Of course, it raises the question of why this cancer was healed and others aren’t, but that takes us into other territory, which I’ve examined before in relation to Donald Trump’s narrow escape. Would we rather a world in which such things as this never happened, and my friend’s cancer had taken its usual deadly course? Or a world where just every now and again, something delightful and unanticipated happens, like stumbling on a gloriously unexpected view of rolling hills and a dramatic sunset at the end of a routine walk on a summer’s evening?  

Belief in miracles doesn’t mean an irrational rejection of science and its benefits in favour of an entirely random world. it simply means an acknowledgement of the limits of our reasoning. 

An honest doctor like the one treating my friend, might recognise that the methods of medical science, for all its brilliance, value and wisdom, on which we all depend so much, has to shrug its shoulders at this point, realising that it doesn’t have the categories to explain it, reverting to a kind of agnosticism. A more thoroughgoing materialist would say: “Of course we know there are no such things as miracles, so that’s the one thing we know it is not. There must be some other explanation, and science will one day discover why such mysterious things happen.” 

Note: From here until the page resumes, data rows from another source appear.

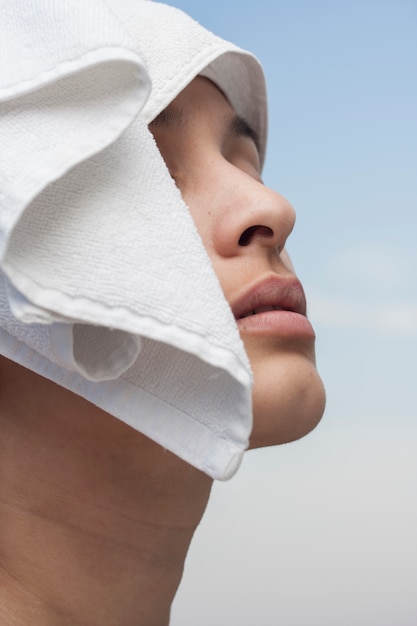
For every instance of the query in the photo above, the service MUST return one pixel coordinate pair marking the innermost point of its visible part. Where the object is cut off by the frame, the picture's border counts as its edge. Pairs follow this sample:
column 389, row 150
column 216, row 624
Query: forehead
column 200, row 99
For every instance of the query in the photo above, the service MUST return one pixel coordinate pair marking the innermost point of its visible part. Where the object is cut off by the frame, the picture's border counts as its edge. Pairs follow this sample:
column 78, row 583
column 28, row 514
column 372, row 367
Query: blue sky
column 322, row 532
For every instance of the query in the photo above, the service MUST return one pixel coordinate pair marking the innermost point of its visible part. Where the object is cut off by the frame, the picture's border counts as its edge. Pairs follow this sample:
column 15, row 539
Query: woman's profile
column 152, row 326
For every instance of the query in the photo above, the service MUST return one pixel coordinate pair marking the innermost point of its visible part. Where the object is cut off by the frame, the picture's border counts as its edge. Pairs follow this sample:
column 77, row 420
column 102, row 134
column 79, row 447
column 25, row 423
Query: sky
column 322, row 532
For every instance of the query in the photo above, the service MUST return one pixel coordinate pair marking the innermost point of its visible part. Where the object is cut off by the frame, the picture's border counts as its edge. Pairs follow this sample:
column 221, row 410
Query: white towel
column 105, row 286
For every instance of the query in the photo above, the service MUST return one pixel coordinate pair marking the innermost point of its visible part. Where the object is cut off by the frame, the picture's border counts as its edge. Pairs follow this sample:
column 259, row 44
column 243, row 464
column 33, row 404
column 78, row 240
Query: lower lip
column 277, row 323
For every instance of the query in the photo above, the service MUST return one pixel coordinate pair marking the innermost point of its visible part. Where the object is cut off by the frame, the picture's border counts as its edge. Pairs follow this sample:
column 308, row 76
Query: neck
column 96, row 519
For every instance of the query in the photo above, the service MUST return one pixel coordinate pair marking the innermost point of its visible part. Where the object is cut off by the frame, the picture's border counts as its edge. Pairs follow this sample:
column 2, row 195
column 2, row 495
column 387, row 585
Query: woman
column 136, row 262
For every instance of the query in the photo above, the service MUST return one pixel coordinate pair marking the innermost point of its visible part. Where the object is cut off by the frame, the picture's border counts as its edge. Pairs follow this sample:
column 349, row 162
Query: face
column 212, row 156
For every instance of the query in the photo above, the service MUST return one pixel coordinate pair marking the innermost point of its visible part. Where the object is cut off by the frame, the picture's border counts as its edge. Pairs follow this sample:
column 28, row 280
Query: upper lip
column 274, row 292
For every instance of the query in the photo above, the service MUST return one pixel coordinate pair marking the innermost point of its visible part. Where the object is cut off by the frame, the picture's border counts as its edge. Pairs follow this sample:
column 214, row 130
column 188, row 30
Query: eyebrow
column 237, row 126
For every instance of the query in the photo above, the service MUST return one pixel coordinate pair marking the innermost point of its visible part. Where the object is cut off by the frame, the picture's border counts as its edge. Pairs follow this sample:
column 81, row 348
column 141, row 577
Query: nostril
column 254, row 231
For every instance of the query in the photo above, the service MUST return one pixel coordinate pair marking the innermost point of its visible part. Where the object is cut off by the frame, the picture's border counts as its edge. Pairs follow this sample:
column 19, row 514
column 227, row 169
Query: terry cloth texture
column 105, row 286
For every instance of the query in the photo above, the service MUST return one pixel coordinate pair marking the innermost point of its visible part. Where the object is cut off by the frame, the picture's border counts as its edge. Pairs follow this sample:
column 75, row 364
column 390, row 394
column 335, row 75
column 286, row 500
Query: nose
column 253, row 217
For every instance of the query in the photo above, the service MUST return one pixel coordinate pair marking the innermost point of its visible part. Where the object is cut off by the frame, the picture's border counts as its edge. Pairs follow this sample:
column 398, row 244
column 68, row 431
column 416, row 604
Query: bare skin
column 95, row 518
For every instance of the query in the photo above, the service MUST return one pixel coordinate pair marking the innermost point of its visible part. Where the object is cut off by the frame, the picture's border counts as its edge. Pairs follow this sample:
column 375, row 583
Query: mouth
column 275, row 307
column 272, row 294
column 261, row 309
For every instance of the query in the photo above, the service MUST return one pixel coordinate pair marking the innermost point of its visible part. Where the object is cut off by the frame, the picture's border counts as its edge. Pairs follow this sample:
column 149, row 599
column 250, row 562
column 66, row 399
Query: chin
column 288, row 399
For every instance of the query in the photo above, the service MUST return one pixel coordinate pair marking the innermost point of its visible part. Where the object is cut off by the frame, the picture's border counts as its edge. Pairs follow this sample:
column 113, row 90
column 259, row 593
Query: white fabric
column 105, row 286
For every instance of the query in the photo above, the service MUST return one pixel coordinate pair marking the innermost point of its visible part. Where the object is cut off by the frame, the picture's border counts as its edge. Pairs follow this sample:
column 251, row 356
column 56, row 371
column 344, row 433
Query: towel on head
column 105, row 286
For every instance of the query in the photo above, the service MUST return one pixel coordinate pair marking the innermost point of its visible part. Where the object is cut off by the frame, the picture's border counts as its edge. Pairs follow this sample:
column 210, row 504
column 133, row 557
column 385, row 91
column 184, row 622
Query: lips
column 274, row 307
column 273, row 294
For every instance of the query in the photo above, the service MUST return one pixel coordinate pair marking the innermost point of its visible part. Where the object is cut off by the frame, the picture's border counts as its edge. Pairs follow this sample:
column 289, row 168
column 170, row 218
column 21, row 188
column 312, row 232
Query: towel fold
column 105, row 286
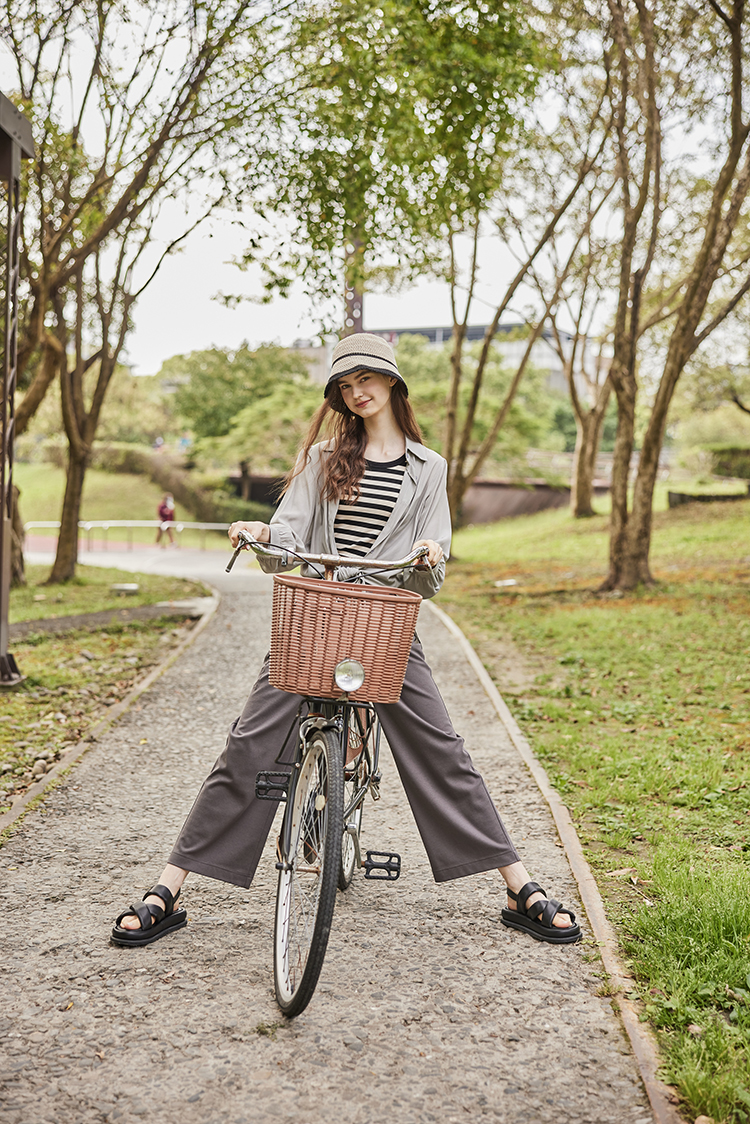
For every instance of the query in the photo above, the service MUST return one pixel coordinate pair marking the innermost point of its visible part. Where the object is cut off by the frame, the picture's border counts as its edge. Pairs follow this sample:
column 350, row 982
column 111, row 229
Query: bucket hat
column 362, row 352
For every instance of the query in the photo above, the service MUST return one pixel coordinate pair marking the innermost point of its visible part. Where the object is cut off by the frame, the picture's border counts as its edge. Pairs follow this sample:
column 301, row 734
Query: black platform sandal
column 155, row 921
column 538, row 919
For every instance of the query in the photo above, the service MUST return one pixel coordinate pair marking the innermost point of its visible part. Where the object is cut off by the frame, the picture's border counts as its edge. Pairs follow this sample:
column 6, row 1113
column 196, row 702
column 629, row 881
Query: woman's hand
column 434, row 551
column 259, row 531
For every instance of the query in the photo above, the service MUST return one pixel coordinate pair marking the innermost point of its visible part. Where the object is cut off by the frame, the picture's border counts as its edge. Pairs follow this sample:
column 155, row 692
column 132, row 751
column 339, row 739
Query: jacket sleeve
column 291, row 523
column 433, row 520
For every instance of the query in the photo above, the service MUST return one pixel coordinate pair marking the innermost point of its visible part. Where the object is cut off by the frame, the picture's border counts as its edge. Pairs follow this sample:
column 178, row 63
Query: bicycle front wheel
column 306, row 894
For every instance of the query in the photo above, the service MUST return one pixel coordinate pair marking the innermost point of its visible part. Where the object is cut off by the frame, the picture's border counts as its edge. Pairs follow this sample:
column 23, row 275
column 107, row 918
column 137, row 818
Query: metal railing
column 106, row 525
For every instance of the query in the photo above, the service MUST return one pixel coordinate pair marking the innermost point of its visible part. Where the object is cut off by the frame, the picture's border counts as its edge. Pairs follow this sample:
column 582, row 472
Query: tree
column 670, row 63
column 554, row 164
column 130, row 106
column 585, row 360
column 215, row 386
column 398, row 117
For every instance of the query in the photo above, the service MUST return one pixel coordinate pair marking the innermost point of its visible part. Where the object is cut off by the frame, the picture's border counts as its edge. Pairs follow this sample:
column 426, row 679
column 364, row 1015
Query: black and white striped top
column 358, row 524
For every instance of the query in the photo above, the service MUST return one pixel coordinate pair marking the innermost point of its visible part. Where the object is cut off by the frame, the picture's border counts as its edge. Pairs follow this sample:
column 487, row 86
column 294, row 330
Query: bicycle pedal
column 272, row 786
column 382, row 866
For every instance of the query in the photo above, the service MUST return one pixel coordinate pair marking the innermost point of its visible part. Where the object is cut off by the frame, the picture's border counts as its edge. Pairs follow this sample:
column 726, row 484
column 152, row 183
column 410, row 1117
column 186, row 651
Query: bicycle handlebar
column 331, row 562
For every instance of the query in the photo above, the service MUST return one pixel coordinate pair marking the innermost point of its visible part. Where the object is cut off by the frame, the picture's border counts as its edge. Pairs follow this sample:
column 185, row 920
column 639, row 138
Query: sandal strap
column 147, row 914
column 165, row 895
column 524, row 894
column 545, row 912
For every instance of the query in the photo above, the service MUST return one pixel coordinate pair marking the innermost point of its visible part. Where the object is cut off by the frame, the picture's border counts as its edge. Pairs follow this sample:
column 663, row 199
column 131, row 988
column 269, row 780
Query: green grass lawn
column 106, row 496
column 72, row 678
column 639, row 706
column 90, row 591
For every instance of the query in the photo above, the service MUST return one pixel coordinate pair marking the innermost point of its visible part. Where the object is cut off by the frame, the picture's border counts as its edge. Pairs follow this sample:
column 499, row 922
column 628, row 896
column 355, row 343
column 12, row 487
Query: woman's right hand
column 259, row 531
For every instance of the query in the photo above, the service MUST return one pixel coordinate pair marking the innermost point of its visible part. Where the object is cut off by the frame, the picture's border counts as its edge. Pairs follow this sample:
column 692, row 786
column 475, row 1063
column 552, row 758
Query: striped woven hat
column 362, row 352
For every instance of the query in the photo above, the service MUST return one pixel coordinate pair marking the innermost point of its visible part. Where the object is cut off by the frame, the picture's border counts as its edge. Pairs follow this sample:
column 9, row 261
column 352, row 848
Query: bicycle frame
column 335, row 718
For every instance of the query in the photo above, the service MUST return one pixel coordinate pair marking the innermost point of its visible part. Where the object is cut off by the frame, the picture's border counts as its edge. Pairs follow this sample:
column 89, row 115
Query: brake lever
column 234, row 559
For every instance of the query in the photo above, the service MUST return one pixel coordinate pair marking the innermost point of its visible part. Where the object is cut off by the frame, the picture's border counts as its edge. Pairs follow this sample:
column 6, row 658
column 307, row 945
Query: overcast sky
column 178, row 313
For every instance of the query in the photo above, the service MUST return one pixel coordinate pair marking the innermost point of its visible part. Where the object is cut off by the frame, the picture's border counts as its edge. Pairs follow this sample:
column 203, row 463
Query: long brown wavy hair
column 344, row 467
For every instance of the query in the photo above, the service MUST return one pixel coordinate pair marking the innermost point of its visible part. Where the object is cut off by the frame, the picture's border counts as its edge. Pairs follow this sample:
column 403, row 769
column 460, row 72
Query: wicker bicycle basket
column 316, row 624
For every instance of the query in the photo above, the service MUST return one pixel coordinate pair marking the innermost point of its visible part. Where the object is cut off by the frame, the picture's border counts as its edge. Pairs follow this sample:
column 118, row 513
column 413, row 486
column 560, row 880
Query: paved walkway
column 428, row 1009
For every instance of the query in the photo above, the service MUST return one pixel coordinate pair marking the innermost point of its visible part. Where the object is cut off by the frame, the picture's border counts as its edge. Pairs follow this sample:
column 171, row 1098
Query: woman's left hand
column 434, row 551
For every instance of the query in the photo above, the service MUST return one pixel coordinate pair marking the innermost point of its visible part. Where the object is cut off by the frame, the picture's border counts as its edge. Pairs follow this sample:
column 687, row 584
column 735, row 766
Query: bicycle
column 327, row 640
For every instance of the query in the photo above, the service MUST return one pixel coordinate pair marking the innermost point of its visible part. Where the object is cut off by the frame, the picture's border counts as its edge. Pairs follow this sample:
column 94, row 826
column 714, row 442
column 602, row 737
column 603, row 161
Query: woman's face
column 366, row 392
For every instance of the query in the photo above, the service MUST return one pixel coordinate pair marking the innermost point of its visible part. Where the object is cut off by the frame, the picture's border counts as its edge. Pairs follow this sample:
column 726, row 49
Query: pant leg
column 227, row 826
column 459, row 824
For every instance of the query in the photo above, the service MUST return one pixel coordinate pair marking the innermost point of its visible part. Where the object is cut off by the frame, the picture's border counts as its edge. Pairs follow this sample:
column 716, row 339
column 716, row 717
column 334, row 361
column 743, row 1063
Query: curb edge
column 77, row 752
column 641, row 1039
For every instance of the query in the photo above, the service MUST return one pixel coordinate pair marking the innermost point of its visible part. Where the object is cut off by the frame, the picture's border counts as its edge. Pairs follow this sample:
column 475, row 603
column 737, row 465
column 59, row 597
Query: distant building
column 543, row 356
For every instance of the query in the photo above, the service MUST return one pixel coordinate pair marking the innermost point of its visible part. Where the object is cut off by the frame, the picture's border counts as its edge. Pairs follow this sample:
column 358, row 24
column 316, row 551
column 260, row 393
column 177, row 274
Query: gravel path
column 427, row 1009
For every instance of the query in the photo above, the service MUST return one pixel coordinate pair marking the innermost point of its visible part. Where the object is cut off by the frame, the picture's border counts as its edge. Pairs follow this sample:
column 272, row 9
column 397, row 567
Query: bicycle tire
column 306, row 894
column 355, row 774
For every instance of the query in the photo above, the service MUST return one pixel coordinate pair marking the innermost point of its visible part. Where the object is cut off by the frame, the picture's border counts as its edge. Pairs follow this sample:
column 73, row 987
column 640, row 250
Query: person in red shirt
column 166, row 515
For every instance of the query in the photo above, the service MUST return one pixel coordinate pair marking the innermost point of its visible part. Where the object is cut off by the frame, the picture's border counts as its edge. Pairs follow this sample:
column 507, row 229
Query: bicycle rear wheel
column 306, row 894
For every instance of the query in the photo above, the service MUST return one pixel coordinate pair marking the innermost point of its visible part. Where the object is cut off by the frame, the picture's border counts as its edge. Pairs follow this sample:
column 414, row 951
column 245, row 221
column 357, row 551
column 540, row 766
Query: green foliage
column 640, row 713
column 269, row 433
column 731, row 461
column 531, row 418
column 136, row 410
column 399, row 117
column 563, row 422
column 217, row 384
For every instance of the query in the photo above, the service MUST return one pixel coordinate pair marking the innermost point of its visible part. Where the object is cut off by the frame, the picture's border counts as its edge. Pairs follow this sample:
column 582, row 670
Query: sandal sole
column 511, row 918
column 171, row 924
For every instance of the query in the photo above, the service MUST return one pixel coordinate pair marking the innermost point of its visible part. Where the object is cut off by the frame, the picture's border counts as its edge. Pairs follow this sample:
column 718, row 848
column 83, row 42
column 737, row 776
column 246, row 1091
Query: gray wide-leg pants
column 461, row 830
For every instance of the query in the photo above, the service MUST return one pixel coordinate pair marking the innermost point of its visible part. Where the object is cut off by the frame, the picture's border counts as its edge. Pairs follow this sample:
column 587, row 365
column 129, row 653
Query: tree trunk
column 17, row 571
column 587, row 446
column 66, row 556
column 581, row 481
column 623, row 452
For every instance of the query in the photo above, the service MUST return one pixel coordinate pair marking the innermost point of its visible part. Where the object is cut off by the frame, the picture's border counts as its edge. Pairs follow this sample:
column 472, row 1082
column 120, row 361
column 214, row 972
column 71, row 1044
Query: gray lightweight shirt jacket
column 304, row 522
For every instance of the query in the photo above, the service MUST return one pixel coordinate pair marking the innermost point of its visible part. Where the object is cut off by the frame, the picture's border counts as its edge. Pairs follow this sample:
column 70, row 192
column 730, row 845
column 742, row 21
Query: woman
column 166, row 515
column 371, row 489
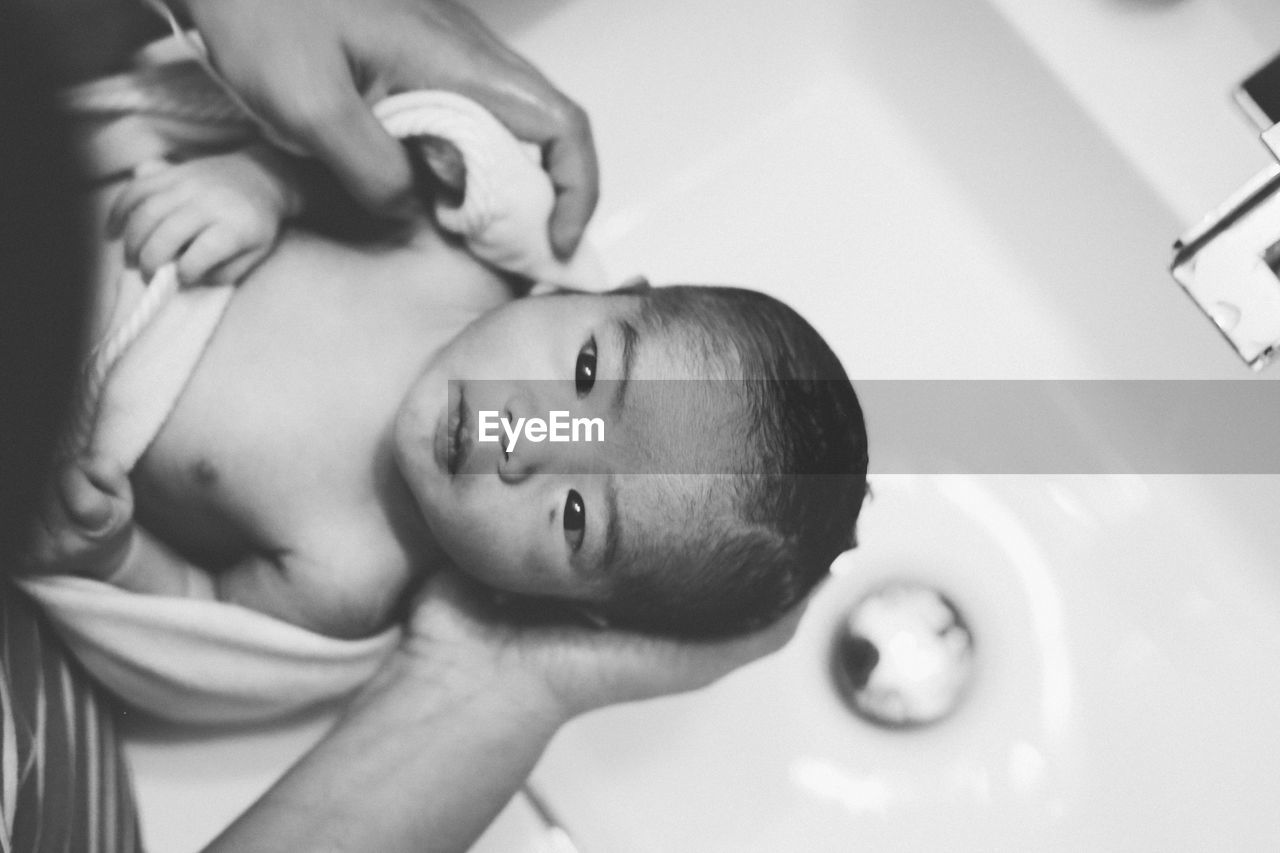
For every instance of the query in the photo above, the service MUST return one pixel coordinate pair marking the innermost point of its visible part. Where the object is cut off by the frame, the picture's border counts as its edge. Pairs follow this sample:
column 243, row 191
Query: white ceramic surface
column 972, row 188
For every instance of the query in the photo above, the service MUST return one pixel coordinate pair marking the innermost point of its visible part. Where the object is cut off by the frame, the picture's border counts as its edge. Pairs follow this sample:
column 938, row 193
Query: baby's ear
column 439, row 164
column 634, row 284
column 592, row 616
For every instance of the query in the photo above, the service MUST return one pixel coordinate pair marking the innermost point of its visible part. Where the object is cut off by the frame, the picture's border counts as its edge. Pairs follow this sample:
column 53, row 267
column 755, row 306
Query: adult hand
column 310, row 67
column 568, row 669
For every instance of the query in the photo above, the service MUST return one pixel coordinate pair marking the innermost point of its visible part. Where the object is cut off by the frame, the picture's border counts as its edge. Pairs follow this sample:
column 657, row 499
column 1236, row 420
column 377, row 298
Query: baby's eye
column 575, row 520
column 584, row 372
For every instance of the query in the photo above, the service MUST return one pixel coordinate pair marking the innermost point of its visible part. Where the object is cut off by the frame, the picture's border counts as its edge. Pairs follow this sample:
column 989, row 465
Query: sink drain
column 903, row 656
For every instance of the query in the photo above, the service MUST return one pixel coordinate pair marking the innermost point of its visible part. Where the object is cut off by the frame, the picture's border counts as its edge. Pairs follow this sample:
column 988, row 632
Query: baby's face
column 545, row 518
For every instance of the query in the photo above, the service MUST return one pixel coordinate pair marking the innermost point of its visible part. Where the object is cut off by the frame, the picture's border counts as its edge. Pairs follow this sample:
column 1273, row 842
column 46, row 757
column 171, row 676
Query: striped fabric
column 64, row 787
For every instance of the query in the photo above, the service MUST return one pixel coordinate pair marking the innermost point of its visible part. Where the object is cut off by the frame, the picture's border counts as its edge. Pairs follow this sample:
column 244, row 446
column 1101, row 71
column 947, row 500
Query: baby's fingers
column 144, row 222
column 168, row 238
column 94, row 495
column 138, row 190
column 210, row 250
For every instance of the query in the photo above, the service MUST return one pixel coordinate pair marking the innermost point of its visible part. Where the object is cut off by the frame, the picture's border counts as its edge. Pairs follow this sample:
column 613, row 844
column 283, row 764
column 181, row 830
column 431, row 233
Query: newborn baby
column 327, row 450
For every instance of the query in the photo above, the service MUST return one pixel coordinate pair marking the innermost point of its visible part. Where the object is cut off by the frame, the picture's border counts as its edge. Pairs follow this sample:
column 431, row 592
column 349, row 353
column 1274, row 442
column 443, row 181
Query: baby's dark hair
column 796, row 507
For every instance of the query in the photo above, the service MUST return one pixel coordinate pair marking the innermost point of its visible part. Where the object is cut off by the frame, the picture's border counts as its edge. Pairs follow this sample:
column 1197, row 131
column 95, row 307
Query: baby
column 327, row 450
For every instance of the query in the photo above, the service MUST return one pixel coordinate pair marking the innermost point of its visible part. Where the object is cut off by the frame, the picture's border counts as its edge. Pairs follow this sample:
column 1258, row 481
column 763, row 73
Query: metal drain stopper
column 903, row 656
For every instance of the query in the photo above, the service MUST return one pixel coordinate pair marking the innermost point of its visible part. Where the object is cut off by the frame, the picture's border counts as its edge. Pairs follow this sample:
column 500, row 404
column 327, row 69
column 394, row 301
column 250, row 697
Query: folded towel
column 208, row 661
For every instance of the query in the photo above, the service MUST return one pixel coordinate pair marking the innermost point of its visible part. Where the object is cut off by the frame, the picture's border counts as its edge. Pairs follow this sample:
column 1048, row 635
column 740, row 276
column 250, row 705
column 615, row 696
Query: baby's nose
column 542, row 441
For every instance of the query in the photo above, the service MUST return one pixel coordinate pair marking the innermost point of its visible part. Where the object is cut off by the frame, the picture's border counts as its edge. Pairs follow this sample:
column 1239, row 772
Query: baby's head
column 709, row 506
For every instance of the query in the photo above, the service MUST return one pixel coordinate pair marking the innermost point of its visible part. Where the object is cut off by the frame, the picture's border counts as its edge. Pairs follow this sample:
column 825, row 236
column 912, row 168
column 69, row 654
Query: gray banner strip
column 942, row 427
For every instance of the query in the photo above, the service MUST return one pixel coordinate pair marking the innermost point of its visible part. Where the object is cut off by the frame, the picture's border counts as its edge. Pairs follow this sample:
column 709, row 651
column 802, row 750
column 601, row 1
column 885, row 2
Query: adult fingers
column 538, row 113
column 318, row 108
column 571, row 163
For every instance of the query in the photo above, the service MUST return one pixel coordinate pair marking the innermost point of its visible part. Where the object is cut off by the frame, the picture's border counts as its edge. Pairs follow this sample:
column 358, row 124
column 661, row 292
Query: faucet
column 1229, row 264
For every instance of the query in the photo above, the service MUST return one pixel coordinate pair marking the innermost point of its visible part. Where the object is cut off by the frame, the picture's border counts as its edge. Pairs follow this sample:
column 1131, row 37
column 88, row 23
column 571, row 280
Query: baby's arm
column 215, row 217
column 87, row 529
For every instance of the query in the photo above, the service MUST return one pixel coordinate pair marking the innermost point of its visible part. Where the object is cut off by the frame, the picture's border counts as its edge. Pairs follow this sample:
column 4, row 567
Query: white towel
column 208, row 661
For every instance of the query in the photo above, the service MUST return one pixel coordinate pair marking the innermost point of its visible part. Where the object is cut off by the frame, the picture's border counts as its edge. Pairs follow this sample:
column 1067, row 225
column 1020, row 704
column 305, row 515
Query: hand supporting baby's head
column 730, row 475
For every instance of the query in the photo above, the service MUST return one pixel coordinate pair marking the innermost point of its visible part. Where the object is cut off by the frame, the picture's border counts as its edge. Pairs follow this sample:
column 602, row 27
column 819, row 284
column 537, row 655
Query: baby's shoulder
column 348, row 576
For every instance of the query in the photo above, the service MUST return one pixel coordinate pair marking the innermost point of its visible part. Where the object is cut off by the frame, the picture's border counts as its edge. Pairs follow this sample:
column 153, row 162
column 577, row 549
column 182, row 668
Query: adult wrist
column 433, row 680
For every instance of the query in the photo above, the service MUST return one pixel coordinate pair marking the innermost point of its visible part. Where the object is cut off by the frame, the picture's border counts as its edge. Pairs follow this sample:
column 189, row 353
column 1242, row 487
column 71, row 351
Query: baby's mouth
column 460, row 436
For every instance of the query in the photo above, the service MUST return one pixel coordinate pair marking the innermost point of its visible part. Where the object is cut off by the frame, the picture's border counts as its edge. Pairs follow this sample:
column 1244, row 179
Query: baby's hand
column 86, row 524
column 216, row 217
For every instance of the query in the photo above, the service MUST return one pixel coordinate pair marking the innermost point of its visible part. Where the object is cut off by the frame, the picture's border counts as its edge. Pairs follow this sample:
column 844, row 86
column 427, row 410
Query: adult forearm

What we believe about such things is determined not by the self-evident ‘facts’, the bald evidence of what is before us, but by our pre-conceived mental map of the world, our framework of faith, what we think the world is, and what, or who we think God is, (if he exists at all). We are all believers in the end – the difference is what we believe in.  

Belief in miracles doesn’t mean an irrational rejection of science and its benefits in favour of an entirely random world. it simply means an acknowledgement of the limits of our reasoning, open to the possibility of an extra dimension of enchantment that occasionally shows its face, and that there is a bigger world out there than we with our small minds and spirits are able to comprehend.  

GK Chesterton once put it like this. "Somehow or other an extraordinary idea has risen that the disbelievers in miracles consider them coldly and fairly, while believers in miracles except them only in connection with some dogma. The fact is quite the other way. The believers in miracles accept them, rightly or wrongly, because they have evidence for them. The disbelievers in miracles deny them, rightly or wrongly, because they have a doctrine against them." 

In miracles, as in much of life, you see what you're looking for.